A Superdimensional Dual-covariant Field Theory (1302.3269v6)

Abstract: An approach to a Unified Field Theory (UFT) is developed as an attempt to establish unification of the Theory of Quantum Fields (QFT) and General Theory of Relativity (GTR) on the background of a covariant differential calculus. A dual State Vector field (DSV)consisting of covariant and contravariant N-component functions of variables of a N-dimensional unified manifod (UM)is introduced to represents matter. DSV is supposed to transform in a way distinct from that of the differentials of the UM variables. Consequently, the hybrid tensors and a hybrid affine tensor (Dynamic Connection, DC) are introduced. The hybrid curvature form (HCF) is introduced as a covariant derivative of DC. A system of covariant Euler-Lagrange (EL) equations for DSV, DC, and a twin couple of the triadic hybrid tensors (Split Metric, SM)is derived. A scalar Lagrangian form is composed based on a set of principles suited for UFT, including the homogeneity in the UM space, differential irreducibility and scale invariance. The type of the manifold geometry is not specified in advance, in neither local (signature) nor regional (topology) aspects.
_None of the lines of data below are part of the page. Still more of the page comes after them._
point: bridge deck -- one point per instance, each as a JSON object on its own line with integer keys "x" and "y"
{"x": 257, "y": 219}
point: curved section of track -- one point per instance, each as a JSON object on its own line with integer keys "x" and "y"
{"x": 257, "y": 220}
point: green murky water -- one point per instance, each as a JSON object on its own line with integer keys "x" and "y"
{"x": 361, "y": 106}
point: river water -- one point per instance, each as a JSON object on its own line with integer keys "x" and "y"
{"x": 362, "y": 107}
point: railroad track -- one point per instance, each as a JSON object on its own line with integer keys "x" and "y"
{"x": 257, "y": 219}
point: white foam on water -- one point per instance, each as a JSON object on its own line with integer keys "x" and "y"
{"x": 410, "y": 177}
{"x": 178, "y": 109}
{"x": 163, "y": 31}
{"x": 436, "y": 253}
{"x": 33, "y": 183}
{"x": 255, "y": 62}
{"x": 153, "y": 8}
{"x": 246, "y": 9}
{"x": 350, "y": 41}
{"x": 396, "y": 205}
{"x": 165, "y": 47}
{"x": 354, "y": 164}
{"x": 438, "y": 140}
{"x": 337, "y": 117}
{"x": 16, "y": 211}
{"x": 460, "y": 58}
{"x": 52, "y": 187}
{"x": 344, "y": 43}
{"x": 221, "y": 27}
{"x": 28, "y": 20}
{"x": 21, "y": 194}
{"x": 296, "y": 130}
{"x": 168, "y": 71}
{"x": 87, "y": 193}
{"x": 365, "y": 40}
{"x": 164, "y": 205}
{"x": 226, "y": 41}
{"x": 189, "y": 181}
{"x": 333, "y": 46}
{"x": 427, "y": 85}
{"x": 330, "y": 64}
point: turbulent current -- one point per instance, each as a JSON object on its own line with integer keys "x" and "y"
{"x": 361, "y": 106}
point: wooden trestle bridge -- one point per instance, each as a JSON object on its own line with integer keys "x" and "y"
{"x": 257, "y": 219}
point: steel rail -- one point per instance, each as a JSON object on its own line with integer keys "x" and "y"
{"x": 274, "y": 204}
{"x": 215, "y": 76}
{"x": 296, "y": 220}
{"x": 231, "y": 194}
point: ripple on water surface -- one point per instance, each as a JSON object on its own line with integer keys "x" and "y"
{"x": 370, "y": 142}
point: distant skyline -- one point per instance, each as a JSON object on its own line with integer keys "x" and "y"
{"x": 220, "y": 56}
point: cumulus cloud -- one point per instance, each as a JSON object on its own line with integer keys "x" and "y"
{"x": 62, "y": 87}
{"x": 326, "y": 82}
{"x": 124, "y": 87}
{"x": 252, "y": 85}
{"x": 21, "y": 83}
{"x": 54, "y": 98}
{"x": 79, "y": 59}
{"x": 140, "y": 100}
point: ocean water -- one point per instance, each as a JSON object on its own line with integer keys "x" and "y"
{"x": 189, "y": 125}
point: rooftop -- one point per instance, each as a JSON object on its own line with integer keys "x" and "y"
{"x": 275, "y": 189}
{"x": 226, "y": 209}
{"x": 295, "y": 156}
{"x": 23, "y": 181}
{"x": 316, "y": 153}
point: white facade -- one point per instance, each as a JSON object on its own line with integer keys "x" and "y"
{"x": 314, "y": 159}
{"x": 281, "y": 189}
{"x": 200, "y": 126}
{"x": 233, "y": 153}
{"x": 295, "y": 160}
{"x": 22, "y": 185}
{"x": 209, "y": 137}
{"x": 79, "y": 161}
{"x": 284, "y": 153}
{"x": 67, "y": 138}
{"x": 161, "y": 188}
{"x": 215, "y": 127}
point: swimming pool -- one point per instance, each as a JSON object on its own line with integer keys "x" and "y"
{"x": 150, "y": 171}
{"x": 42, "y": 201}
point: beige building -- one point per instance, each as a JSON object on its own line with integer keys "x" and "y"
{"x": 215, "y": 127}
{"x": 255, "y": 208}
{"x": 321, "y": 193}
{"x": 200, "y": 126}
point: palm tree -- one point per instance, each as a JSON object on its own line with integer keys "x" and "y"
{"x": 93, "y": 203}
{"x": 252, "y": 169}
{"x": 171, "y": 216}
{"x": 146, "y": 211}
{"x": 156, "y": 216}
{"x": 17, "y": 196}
Equations for DSV play role of the Schroedinger-Dirac equation in space of UM. By the correspondent EL equations, DC and SM are connected to DSV and become responsible for the non-linear features of the system i.e. interactions. In this paper we mark breaking of a background paradigm of the modern QFT, the superposition principle. The issue of the UM-MF dimensionality will be addressed, and relations to the principles and methodology of QFT and GTR will be discussed.